Я несколько раз разговаривал с фон Райхенау и его коллегами из рейхсвера, полагая, что под впечатлением от смерти Шляйхера они потребуют проведения полного расследования. Но даже они готовы были уйти в сторону или отодвинуть в сторону меня, уверяя, что все незаконные действия в ходе чистки будут рассмотрены в суде. Мы ждали недели и даже месяцы, но, конечно, ничего из этого не было реализовано. Я думал, что моим возможным союзником станет Хеллдорф, и как-то затащил его из коридора к себе в кабинет, чтобы спросить, что он знает. Я рассказал ему, как в Америке в первых репортажах увидел его имя в списке жертв. Хеллдорф был моим хорошим другом и одним из наиболее здравомыслящих людей в партии, что позже наглядно доказала его трагическая роль в заговоре 20 июля. Тогда же он предпочел соблюсти осторожность и осмотрительность и предостерег меня. «Позвольте мне дать вам совет, Ханфштангль, – сказал он. – Перестаньте так настойчиво искать ответы на вопросы. Людей это начинает раздражать. Я скажу вам больше. Я видел один из составленных ими списков. В нем было ваше имя!»

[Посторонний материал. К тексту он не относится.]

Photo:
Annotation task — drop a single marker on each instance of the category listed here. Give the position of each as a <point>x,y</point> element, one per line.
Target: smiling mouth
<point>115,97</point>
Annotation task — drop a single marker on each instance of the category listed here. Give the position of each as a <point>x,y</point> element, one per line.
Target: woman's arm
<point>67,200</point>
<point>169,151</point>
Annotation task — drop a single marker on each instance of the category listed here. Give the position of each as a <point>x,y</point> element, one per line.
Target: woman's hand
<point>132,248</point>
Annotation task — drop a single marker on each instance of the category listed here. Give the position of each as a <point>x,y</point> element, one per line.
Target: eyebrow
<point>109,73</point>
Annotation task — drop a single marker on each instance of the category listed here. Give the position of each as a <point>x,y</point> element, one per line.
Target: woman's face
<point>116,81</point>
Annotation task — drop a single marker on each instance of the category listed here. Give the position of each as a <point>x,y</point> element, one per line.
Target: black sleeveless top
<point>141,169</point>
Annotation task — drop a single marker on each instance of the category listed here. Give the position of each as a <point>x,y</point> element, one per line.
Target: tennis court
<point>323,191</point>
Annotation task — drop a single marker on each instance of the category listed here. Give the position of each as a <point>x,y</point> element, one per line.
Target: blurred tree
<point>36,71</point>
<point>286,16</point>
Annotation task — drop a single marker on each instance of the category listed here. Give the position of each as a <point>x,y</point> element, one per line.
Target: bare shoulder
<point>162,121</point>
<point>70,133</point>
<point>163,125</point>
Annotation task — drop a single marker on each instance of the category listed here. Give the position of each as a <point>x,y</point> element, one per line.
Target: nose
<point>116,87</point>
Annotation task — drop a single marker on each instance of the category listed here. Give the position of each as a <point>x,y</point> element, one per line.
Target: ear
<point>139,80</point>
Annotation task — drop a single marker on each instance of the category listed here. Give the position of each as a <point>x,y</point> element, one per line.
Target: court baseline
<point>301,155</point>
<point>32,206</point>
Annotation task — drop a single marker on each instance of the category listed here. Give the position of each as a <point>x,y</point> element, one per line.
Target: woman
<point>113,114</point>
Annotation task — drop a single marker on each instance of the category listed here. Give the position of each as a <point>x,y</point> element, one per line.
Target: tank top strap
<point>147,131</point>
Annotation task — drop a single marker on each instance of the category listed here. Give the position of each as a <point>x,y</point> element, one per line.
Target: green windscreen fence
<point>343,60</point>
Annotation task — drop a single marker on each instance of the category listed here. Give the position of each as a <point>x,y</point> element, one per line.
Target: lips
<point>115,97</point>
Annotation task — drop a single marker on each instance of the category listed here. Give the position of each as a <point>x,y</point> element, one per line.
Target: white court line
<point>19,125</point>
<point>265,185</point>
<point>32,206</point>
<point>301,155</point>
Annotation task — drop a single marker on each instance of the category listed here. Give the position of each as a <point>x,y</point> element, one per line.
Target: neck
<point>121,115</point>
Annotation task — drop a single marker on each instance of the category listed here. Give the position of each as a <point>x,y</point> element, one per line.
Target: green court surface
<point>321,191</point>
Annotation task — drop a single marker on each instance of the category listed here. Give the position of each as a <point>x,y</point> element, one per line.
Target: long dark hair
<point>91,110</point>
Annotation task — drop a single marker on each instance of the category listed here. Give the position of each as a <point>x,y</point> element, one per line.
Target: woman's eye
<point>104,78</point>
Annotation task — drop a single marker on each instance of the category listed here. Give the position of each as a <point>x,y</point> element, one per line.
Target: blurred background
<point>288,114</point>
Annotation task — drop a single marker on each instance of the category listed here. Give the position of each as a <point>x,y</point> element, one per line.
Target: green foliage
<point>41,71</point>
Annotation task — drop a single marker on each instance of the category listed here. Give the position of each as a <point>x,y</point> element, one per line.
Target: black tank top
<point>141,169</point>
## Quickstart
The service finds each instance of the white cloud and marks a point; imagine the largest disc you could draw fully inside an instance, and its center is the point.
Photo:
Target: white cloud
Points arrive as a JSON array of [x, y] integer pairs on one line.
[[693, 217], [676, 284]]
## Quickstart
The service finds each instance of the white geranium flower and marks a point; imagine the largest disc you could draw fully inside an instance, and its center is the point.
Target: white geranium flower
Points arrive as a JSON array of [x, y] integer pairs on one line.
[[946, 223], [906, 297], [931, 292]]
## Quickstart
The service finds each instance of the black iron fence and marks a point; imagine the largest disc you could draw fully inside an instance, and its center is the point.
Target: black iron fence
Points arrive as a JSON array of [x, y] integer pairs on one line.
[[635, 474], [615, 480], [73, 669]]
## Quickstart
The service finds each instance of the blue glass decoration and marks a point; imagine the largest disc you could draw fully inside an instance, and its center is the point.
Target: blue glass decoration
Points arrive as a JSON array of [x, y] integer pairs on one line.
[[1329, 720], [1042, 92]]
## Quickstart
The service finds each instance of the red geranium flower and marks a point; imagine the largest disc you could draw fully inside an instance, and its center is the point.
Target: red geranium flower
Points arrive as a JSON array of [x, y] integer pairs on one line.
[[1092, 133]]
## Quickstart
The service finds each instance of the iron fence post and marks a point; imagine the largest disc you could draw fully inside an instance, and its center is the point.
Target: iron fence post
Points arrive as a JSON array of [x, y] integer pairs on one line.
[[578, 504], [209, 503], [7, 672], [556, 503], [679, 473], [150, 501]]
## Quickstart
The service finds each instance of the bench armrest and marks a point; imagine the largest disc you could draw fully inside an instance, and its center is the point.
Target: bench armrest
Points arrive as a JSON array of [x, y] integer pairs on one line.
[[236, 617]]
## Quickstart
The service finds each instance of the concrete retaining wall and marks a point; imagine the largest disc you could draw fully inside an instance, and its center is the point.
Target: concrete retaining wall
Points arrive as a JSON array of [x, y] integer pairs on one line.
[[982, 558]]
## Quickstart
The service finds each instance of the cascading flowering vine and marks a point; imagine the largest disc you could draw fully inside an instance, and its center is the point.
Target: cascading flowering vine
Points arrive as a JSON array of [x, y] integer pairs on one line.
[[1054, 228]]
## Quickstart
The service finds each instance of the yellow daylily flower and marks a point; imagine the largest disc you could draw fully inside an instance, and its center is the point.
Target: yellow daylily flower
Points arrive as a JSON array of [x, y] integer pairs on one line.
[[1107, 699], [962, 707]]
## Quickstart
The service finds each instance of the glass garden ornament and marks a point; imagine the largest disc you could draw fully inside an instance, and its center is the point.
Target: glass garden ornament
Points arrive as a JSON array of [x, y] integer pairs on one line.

Насколько я помню, в июле я видел Гитлера в Берлине только однажды. Он ехал напрямую из Хайлигендамма в Берхтесгаден и держался подальше от столицы, ожидая, пока не улягутся страсти. Однажды вечером он незаметно приехал в город, и мне удалось встретиться с ним на следующий день после обеда. «Ну, Ханфштангль, – сказал он с поддельным весельем, – весь шум в иностранной прессе, кажется, понемногу сходит на нет». «Может быть, и так, – ответил я, – но могу вам сказать, что все эти корреспонденты день и ночь донимают меня. Если вы не расскажете им правду и не представите должные обоснования того, что произошло, протесты будут продолжаться. Вы не должны забывать, что многие из них уже долго живут здесь. Они знали многих замешанных в деле людей и будут продолжать строить собственные догадки».
«Мне надо приказать всей этой своре собирать чемоданы, – взорвался Гитлер. – Им мало навозных куч, которые можно разрывать в их собственных странах, так они и в Германии только тем и занимаются, что делают из мухи слона. Они представляют для нас только опасность». Я не собирался позволить ему уйти от темы так просто и продолжил наступление: «А что в действительности было с международными связями Рема? Что за посол, с которым он имел какие-то дела?» Гитлер потерял терпение. «Die Akten über den Fall Roehm, mein lieber Hanfstaengl, sind längst geschlossen – Дело Рема, мой дорогой Ханфштангль, давно закрыто», – закричал он. Так что, за исключением сомнительных обвинений в том, что Рем и Штрассер участвовали в заговоре с Шляйхером и австрийским принцем Штарембергом, это было все, чего я добился от него.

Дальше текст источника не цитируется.